Armstrong is thriving under the tutelage of Norton.
"He's just allows you to be yourself," said Armstrong. "He's out there, he's just like us. He might talk more than us. He's yelling and screaming more than the players are, so he gets everyone into it. He makes practice fun. He brings the energy every day. You're not going to look at him and go, ‘Oh man, where's coach at? You don't hear him today.' He's going to be out there in your ear and I think that helps me a lot, to just be yourself and play ball."
New middle linebacker Curtis Lofton has had a similar experience with Norton.
"OHHH! That's how I'd describe it," Lofton said of Norton's style of coaching. "We take the personality of our defensive coordinator. He has a ton of energy. We're going to be stingy. We're going to dictate the offenses. It starts right now. We're going to do it day by day and be consistent with it. That's what we're focusing on doing right now."

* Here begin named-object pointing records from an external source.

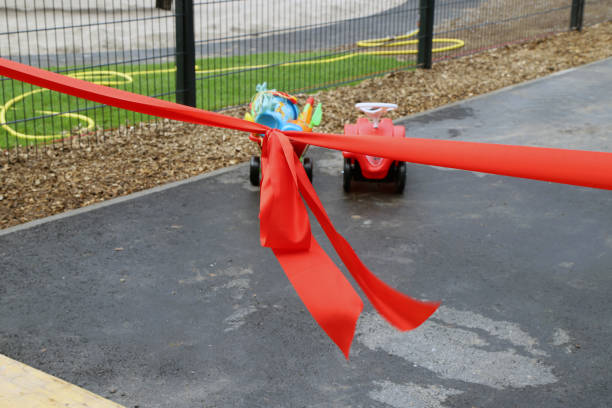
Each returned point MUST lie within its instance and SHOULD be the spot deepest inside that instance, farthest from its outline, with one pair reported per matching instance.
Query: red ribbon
(284, 224)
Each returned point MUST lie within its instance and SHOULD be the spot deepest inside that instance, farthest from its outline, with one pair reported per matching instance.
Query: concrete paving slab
(167, 300)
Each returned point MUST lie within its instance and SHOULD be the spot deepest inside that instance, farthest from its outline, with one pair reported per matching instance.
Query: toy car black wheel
(255, 171)
(347, 176)
(400, 177)
(308, 167)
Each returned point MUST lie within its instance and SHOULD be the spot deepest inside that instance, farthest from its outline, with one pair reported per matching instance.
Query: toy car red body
(368, 168)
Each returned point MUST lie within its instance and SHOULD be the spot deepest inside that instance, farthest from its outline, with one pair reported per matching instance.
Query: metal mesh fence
(292, 46)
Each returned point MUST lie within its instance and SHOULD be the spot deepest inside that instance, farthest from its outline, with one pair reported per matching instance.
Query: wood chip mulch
(131, 159)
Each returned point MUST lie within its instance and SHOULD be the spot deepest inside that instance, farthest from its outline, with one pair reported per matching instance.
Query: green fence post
(426, 10)
(577, 15)
(185, 53)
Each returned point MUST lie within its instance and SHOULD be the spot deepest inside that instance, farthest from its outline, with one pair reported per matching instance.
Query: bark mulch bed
(130, 159)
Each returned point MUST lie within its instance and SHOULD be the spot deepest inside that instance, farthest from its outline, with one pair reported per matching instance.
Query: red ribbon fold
(284, 224)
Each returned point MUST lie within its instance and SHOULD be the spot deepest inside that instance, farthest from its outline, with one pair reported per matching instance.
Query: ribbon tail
(400, 310)
(326, 293)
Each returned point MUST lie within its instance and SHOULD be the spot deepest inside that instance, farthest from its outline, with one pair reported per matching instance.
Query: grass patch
(40, 116)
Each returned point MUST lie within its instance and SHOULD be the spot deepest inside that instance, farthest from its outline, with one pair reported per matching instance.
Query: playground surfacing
(166, 299)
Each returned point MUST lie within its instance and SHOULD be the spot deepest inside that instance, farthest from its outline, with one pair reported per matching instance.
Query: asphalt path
(166, 299)
(312, 36)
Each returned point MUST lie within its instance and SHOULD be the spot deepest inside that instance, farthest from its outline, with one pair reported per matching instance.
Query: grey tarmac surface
(167, 299)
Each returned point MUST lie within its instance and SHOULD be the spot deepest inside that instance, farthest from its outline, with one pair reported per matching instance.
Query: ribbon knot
(325, 291)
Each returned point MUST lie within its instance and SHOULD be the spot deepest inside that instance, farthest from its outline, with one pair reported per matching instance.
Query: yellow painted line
(22, 386)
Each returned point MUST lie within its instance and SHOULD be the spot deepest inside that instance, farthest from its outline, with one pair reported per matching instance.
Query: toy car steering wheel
(375, 110)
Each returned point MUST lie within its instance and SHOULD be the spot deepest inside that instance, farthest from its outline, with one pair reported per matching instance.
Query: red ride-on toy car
(368, 168)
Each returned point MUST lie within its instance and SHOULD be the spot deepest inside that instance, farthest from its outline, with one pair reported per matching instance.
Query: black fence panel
(124, 44)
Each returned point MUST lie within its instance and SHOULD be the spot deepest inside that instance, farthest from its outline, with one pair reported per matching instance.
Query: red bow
(284, 228)
(284, 225)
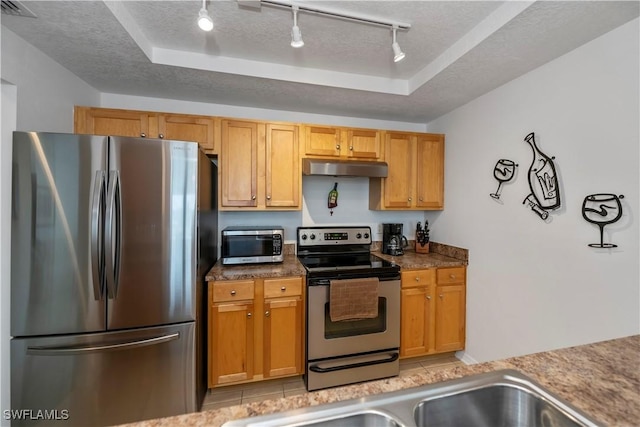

"You think sometimes that this is going to be the day that he doesn't have [that energy] but he brings it to us every single day and we love it. We feed off of it."
"I am who I am," Norton responded. "I've coached and played the same way. Early on in my coaching career, I learned that I need to approach games, approach practice, approach meetings just the way I played the game - just hard and give it everything you have. I think the players appreciate that. Over my time as a coach and player, players appreciate the honesty. You give them everything you have, and a lot of times the players, they have a tendency to become like their coach. I wouldn't mind guys having a lot of energy, feisty, smart, enthusiastic, really care about what they're doing, giving everything they have. I like to have players like that."
Where this defense, and Armstrong in particular, have to be careful is when to be aggressive and when to turn it off and move onto the next play. This is something Lofton understands as an 8-year veteran middle linebacker who joined the Saints in the wake of the ‘Bountygate' scandal.
Classically, the Raiders once embodied aggressive, in-your-face defenses. It's not dissimilar to the style the Seahawks played in their ‘Legion of Boom' defense while Norton was linebackers coach there.
The key is discipline. The Raiders of old wouldn't be able to exist in today's NFL with far more strict policies and punishments for unsportsmanlike conduct and unnecessary roughness.
If there is one unit that has the talent right now to bring the energy and aggressiveness between the whistles without showering the field with yellow hankies, it's the linebacking corps. It starts there. Right where former linebackers Jack Del Rio and Ken Norton Jr like it.